Review the following table to understand this configuration. For more information, see the API docs.

SettingDescription
spec.applyToRoutesUse labels to configure which routes to apply the policy to. This example label matches the app and route from the example route table that you apply separately. If omitted and you do not have another selector such as applyToDestinations, the policy applies to all routes in the workspace.
spec.config.maxRequestBytesSpecify the maximum size of the request body in bytes. Only requests with a body size that is smaller or equal to that size are accepted by the ingress gateway and forwarded to the workload in your cluster. If the request body size is larger than the specified size, the ingress gateway rejects the request with a 413 HTTP response code. Note that due to a known issue in Envoy, the gateway does not reject requests with a request body size that is smaller or equal to 16384 bytes (16 KB). For the policy to work properly, you must specify a maxRequestBytes value of 16384 or greater.

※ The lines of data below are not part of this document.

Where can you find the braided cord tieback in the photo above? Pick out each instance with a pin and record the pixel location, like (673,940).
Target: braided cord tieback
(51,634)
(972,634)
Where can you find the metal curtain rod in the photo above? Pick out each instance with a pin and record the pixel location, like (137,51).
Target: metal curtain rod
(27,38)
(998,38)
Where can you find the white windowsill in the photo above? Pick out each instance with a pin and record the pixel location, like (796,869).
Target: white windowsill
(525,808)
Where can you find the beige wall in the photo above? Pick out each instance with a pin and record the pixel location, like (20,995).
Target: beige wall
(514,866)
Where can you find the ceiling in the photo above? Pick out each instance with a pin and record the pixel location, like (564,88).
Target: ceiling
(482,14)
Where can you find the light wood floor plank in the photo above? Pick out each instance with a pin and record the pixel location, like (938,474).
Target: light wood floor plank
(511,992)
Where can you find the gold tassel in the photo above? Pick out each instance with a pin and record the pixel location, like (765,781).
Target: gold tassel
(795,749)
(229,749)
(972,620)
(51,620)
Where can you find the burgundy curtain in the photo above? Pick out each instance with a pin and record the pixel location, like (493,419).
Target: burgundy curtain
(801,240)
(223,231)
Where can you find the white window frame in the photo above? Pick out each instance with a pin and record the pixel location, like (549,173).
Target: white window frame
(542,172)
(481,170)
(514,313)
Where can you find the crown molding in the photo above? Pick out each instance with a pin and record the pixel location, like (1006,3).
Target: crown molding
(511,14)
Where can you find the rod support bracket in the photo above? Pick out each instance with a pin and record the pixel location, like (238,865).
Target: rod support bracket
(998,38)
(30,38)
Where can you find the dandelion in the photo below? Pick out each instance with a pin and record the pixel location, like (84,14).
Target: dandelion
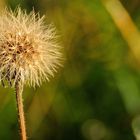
(29,53)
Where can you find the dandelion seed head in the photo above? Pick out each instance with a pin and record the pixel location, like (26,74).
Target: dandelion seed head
(28,49)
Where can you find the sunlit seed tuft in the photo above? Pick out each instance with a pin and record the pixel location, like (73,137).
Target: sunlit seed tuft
(28,49)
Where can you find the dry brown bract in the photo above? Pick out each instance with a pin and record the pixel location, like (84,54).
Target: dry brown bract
(28,49)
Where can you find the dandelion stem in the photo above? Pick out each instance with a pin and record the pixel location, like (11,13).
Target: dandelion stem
(19,89)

Verify HTTP buffer filter policies

  1. Create a file with a size of 16385 bytes.

      for ((i=1;i<=16*1024+1;i++)); do echo -n "1" >> output.txt; done;
      
  2. Send a POST request to the httpbin app and provide the file that you created as data input.


    Example output:

      ...
    * We are completely uploaded and fine
    * Connection state changed (MAX_CONCURRENT_STREAMS == 2147483647)!
    < HTTP/2 200 
    HTTP/2 200 
    < server: istio-envoy
    server: istio-envoy
    < date: Wed, 28 Dec 2022 19:23:15 GMT
    date: Wed, 28 Dec 2022 19:23:15 GMT
    < content-type: application/json
    content-type: application/json
    < content-length: 19192
    content-length: 19192
    ...
      
  3. Apply the HTTP buffer filter policy to the httpbin app in your cluster. Note that this example sets the maximum request body size to 16 KB. Due to a bug in Envoy, this is the minimum size that must be set in order for the policy to work.

      kubectl apply -f- <<EOF
    apiVersion: trafficcontrol.policy.gloo.solo.io/v2
    kind: HTTPBufferPolicy
    metadata:
      name: buffer-filter
      namespace: httpbin
    spec:
      applyToRoutes:
      - route:
          labels:
            route: httpbin
      config:
        maxRequestBytes: 16384
    EOF
      
  4. Send another POST request to the httpbin app and provide the data file that you created earlier. The request is now rejected with a 413 HTTP response code, because the size of the request body exceeds the maximumRequestBytes size that you specified in the HTTP buffer filter policy by 1 byte.

    Example output:

      ...
    * We are completely uploaded and fine
    * Connection state changed (MAX_CONCURRENT_STREAMS == 2147483647)!
    < HTTP/2 413 
    HTTP/2 413 
    < content-length: 17
    content-length: 17
    < content-type: text/plain
    content-type: text/plain
    ...
      

Cleanup

You can optionally remove the resources that you set up as part of this guide.